The yeast plasma membrane ATPase, Pma1, is an electrogenic proton pump that regulates intracellular pH and generates the membrane potential across the plasma membrane. Pma1 is a member of the conserved P-type ATPase family. Because Pma1 is abundant and its activity at the cell surface is essential for cell viability (1), it has served as a model polytopic membrane protein to study protein sorting and quality control in the secretory pathway. Studies using misfolded Pma1 mutants have revealed disposal of conformationally defective proteins by post-endoplasmic reticulum (ER)2 mechanisms as well as the better characterized ER-associated degradation (ERAD) pathway (2).
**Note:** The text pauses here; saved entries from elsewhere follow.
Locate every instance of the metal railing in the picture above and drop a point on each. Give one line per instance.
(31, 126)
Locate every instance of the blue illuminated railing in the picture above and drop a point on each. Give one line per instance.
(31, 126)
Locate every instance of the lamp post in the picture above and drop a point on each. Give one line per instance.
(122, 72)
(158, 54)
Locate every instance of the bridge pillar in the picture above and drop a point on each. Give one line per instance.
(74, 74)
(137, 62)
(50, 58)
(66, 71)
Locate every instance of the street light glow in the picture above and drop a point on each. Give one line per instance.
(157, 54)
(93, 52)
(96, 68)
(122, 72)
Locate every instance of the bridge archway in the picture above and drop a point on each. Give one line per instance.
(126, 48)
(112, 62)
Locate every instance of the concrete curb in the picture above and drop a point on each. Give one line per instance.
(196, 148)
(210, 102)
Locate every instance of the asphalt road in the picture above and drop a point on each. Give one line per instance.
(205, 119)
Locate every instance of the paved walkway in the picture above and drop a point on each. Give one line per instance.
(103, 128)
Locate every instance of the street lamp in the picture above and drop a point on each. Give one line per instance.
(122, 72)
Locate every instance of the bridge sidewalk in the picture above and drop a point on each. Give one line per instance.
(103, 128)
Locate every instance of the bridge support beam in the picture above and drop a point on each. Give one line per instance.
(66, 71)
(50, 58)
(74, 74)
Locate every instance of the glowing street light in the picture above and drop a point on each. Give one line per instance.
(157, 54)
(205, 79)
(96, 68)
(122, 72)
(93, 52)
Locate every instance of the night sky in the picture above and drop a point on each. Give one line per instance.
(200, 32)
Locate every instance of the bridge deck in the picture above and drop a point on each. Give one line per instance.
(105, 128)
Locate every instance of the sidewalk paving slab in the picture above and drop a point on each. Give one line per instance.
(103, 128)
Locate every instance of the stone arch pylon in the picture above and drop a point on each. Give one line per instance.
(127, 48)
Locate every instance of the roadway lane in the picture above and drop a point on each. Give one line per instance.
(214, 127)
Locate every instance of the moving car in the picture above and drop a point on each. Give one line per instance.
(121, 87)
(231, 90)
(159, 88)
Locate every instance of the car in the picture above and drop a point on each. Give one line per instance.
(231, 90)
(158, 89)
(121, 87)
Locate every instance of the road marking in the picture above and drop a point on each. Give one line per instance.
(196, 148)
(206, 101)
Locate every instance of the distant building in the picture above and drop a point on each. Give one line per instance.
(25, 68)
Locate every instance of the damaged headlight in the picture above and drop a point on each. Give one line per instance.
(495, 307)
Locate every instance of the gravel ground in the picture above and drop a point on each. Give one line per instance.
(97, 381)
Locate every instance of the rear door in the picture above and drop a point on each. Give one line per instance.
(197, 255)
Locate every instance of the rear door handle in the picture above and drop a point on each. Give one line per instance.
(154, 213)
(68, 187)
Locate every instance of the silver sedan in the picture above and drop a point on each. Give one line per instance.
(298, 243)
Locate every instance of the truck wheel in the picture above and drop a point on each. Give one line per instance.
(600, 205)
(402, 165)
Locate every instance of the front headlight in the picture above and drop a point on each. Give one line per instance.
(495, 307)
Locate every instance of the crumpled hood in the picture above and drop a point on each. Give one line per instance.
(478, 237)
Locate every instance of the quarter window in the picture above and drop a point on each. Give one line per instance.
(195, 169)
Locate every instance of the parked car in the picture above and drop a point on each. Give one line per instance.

Misfolded Pma1–7 (P434A,G789S) is impaired in plasma membrane targeting and routed instead from Golgi to the endosomal/vacuolar system for degradation (3, 4). By contrast, misfolded Pma1–10 (A165G,V197I) fails to remain stable at the cell surface and undergoes vacuolar degradation through endocytosis (5). Additional studies have shown that wild-type Pma1 is associated with sphingolipid- and cholesterol-enriched microdomains, and both plasma membrane targeting of Pma1 and its stability at the cell surface require sphingolipids (6, 7).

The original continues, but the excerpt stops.